Letter: Masculinity and the marathon bombing

We all have been deeply affected by the horrible bombings during the marathon and the unbearable damage to many families and friends. I have noticed in all the media coverage and discussions over the past few weeks that much has been said about the ethnic and religious backgrounds of the two bombers, but nothing has been said about the fact that they are men—young men. I know that sounds like stating the obvious, but I think it’s something we should not overlook. Those of us who want to change the conditions that cause these kinds of actions need to look at why so many bombers are men.

It has been said that most violence worldwide is done by men. Why is that? Men can best answer that question but from my perspective, we need to look at how men are conditioned in our society not to show fear or vulnerability. Boys often keep to themselves because of competition and embarrassment about getting close to other boys. Men experience or witness violence towards them from very early ages on the street or as part of military training without anyone saying that it’s wrong or giving them a chance to talk about it. They may feel angry about how they are treated but there is no space for that anger to come out. The isolation and anger become igniting factors for violent actions such as the marathon bombings.
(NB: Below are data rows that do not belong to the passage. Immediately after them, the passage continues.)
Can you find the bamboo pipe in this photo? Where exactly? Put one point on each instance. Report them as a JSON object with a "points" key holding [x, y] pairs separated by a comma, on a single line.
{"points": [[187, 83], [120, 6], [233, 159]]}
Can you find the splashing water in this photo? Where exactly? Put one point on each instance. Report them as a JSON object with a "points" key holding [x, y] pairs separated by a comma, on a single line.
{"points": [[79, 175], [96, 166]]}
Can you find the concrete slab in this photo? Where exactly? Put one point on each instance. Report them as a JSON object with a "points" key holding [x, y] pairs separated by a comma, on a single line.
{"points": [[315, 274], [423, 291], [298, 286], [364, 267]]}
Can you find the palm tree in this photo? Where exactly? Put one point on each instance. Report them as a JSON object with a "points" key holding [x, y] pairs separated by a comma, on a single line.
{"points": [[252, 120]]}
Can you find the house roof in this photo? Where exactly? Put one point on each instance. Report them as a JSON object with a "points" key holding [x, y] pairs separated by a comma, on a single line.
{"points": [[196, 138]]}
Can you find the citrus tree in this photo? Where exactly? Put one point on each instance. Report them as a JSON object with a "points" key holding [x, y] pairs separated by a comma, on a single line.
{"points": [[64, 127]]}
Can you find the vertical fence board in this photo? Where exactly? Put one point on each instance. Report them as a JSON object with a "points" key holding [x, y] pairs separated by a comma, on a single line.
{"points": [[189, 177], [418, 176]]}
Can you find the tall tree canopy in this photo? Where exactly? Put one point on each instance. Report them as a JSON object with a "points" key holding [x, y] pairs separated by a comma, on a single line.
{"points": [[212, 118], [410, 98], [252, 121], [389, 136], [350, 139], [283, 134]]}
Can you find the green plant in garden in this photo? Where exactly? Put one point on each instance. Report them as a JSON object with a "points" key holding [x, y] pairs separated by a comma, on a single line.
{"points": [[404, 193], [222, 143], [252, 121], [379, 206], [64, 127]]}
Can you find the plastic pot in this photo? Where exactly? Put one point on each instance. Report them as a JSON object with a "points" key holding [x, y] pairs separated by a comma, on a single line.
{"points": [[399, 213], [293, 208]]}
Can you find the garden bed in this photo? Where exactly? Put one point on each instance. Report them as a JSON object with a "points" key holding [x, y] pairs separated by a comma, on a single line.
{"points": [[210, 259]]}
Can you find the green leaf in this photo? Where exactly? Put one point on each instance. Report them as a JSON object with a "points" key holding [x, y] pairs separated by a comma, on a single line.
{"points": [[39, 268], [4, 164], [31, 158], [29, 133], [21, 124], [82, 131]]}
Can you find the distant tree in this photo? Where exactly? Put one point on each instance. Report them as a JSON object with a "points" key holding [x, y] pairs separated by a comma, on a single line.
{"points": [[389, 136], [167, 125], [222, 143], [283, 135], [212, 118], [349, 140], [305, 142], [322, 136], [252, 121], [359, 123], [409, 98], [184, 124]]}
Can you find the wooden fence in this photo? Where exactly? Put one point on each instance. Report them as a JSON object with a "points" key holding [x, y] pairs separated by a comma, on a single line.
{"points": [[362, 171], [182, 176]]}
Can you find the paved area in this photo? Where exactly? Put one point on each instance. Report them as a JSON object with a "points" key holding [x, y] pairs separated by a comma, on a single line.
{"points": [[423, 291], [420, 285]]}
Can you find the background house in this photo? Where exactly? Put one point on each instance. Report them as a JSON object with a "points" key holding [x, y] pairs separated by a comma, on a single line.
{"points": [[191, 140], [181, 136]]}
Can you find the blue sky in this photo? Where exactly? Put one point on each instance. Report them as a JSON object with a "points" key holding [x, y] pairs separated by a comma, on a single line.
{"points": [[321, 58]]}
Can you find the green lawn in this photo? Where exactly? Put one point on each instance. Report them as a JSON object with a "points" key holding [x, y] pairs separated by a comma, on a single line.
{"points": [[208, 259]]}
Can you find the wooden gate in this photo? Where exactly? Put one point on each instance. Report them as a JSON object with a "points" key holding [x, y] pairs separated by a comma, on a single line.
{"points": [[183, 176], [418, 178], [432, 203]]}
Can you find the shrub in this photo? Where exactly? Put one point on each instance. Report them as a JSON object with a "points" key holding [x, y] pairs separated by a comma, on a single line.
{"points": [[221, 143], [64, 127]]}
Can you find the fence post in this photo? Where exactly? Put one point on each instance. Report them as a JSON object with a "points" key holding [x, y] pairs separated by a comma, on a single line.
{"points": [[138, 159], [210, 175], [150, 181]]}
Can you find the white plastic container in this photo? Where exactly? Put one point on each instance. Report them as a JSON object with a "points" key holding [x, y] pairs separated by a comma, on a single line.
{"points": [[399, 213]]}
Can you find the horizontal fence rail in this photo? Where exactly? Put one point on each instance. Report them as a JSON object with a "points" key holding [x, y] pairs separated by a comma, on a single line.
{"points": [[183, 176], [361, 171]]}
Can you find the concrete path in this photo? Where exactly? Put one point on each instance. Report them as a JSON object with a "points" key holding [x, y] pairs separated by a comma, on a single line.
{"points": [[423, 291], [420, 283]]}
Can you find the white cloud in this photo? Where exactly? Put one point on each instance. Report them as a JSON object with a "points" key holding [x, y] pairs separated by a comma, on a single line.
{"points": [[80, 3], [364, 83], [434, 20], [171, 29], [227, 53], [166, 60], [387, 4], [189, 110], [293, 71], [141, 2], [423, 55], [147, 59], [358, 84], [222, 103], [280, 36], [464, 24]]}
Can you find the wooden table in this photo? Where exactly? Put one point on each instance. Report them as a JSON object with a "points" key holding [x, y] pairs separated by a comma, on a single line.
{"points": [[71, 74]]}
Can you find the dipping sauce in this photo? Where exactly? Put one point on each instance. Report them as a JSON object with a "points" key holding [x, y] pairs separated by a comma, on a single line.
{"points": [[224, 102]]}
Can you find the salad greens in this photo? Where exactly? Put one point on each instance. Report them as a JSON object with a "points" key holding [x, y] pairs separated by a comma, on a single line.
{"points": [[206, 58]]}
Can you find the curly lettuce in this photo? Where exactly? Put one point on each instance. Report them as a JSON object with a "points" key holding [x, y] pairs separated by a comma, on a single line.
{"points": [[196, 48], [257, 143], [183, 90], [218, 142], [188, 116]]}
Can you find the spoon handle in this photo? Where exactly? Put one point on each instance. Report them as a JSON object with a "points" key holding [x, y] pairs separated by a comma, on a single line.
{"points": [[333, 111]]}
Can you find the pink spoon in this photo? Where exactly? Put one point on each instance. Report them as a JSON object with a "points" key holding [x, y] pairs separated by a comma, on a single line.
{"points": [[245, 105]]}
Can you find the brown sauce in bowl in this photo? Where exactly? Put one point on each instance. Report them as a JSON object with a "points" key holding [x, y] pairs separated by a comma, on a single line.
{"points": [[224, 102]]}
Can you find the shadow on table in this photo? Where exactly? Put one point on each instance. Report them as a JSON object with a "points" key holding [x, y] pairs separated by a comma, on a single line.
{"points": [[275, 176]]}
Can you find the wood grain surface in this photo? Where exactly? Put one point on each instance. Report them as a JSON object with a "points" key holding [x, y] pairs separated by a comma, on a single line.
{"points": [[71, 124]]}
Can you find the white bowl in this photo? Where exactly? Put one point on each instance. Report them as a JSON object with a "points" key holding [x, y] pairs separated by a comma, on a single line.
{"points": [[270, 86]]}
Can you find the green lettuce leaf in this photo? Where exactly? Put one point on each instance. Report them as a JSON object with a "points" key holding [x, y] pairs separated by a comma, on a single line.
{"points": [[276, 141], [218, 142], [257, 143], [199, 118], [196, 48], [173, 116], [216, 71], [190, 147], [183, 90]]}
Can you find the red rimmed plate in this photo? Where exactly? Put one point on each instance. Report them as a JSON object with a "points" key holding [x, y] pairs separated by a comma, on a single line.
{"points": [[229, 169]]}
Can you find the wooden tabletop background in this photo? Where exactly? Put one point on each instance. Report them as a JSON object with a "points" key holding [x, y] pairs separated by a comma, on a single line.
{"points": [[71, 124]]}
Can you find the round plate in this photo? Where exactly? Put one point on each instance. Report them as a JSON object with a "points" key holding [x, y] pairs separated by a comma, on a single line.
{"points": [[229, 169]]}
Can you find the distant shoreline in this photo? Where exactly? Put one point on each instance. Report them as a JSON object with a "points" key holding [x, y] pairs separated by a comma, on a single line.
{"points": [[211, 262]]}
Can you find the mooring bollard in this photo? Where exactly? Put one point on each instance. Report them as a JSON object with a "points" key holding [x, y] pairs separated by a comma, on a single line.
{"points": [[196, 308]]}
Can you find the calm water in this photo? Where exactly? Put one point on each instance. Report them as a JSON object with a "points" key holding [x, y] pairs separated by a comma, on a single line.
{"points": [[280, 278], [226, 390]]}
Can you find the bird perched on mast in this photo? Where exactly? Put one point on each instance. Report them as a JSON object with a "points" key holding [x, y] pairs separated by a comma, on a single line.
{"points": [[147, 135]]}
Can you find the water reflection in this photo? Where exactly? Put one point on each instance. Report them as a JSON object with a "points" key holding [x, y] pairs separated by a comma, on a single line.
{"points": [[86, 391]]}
As a society, we can do better. We can’t continue to leave boys and men in situations where they feel the pressure to be tough, are angry about their circumstances, and are left alone to handle them.  The men and boys in our lives need us all to get in close, to listen to them about any pressures or concerns, give them a chance to express their feelings and make sure they know they are not alone. If we can take the time to do that now, we may avert more violence in the future.